Un film de Sandrine Stoianov

 2007  France  Animation  16 mn  Couleur  Mode de production : Cinéma

 Scénario : Sandrine Stoianov, Jean-Charles Finck  Musique : Anahit Simonian, Taraf de Clejani  Image : Sandrine Stoianov  Son : Fred Meert  Montage : Jean-Charles Finck

Producteur :
Je suis bien content (35 rue du Faubourg Poissonnière, 75009 Paris, Tél. : 01 42 46 35 35, Fax : 01 42 46 12 05, @ : franck@jsbc.fr, @ : marc@jsbc.fr, @ : camille@jsbc.fr)
Distributeur :
Agence du court métrage (77 Rue des Cévennes, 75015 Paris, Tél : 01 43 80 57 65, Fax : 01 44 69 26 69, @ : info@agencecm.com)

Sandrine et Irène, deux femmes d’origine russe, qui se connaissent à peine malgré leurs liens familiaux et qu’un demi-siècle sépare, échangent leurs souvenirs devant une tasse de thé et des liasses de photos anciennes.

Sandrine, jeune fille fantasque à qui, quand elle était petite, on disait qu’elle aurait pu être une princesse russe, que de surcroît elle en avait le physique et le caractère, a grandi en passant son temps à recomposer dans ses jeux d’enfant le monde d’une Russie de conte de fées, à se réfugier dans un passé imaginaire afin de s’évader d’une situation familiale morcelée dans laquelle elle n’arrivait pas à trouver ses repères. Aujourd’hui, toujours en quête de ses racines, elle interroge sa tante Irène sur son enfance.
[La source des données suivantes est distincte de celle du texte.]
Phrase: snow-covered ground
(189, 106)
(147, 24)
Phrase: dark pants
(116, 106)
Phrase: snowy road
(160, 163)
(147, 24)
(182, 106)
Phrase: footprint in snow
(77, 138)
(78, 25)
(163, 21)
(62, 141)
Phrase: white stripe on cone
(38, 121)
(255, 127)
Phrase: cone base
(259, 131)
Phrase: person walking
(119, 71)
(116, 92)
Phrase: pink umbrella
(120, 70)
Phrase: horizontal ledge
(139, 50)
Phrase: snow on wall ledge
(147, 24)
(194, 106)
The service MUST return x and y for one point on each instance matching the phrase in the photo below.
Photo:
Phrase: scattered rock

Celle-ci issue de la noblesse russe, a vécu sur place la chute du régime, un quotidien douloureux, marqué par l’absence d’un père exilé et le décès prématuré de sa mère, avant de pouvoir quitter sa famille d’adoption, qui ne l’aimait pas, et enfin rejoindre son père en France. Tandis que la vieille femme se confie et parle de son père, le grand-père de Sandrine, cette dernière part à nouveau dans les rêveries éveillées que lui évoquent les paroles de son aînée, et nous fait apparaître les personnages d’Irinka et de Sandrinka, projections imaginaires des fillettes qu’elles ont pu être.